Oysa, bu ödülün en önemli yönlerinden biri, geleneksel olarak rejim muhaliflerine verilmesi. İfade ve düşünce özgürlüğüne sahip çıkmak adına. Geçmişte bunun pek çok örneği var.
Ödül komitesi bu kez hataya mı düşüyor?
YAZARLAR BİRLİĞİ BAŞKANI
Romanlarında zaman zaman Çin yönetimlerini eleştiriyor olsa da, yaptığı konuşmalarda sürekli çelişkiye düşüyor. Örneğin, 1968’de yaşanan Çin Kültür Devrimi’ni eleştiriyor, ardından “O sırada ben de Kızıl Muhafızlar’dan biriydim, hatalar sonradan düzeltildi” diyerek arka çıkıyor.
Ya da Çin Komünist Partisi’nin (ÇKP) “her ailede tek çocuk” politikasını romanlarında eleştiriyor ama, pratikte doğru buluyor.
Ona yönelik en büyük eleştiri onun ÇKP üyesi olmasının yanı sıra, ÇKP Yazarlar Birliği Başkanı bulunması. Hem parti emrindeki Yazarlar Birliği Başkanı olacak, hem rejim muhalifi, bu mümkün değil.
Böyle bir durumda sansürü savunması, rejime yakın durması normal. Ama o yakın duruş Nobel Ödülü ile örtüşmüyor.
İLK RÖPORTAJ
Mo Yan bu suçlamalar karşısında derin bir suskunluğa gömülüyor. Ta ki, Der Spiegel ile yaptığı röportaja kadar (25 Şubat 2013).
Der Spiegel’deki Alman meslektaşımız muzip bir ifadeyle soruyor, “İsminiz Mo Yan, Çince “Sakın konuşma” anlamına geliyor, siz şimdiye kadar bunun için mi konuşmadınız?”
Mo Yan yine mütereddit:
“Yanlış anlaşılmaktan korkuyorum, zaten bana çok hücum var. Nobel’i almadan önce benim Yazarlar Birliği Başkanlığım kimseyi rahatsız etmiyordu, Nobel’i alınca, başkanlığım sorgulanmaya başlandı”. (Der Spiegel, 25 Şubat 2013, s. 127).
Elbet sorgulanacak. Ne demek, “Sansür gereklidir”, asla kabul edilemez.
KISITLI ÖZGÜRLÜK
Mo Yan’ın en büyük yanlışı romanlarında yazdıklarıyla hayat tarzı arasındaki çelişki. Yazdıkları daha özgür bir dünya arayışı iken, tavır ve konuşmaları rejimle bütünleşiyor. Bir yazarın düşebileceği en büyük hata.

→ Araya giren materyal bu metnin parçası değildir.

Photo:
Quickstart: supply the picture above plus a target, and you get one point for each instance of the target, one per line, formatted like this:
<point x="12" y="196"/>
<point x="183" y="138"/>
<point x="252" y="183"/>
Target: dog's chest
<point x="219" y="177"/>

Oysa, onun yazdıklarını savunanlar ya izleniyor ya hapse atılıyor. Çin de, en büyük korku imparatorluklarından, ifade özgürlüğünün en çok kısıtlandığı ülkelerden biri.
Bir yazarı yazar yapan vazgeçilmez kurallardan ilki, düşünce özgürlüğünü savunmaktan geçiyor, rejimle bütünleşmekten değil. Nobel’i almış, ne yapayım ben öyle ödülü.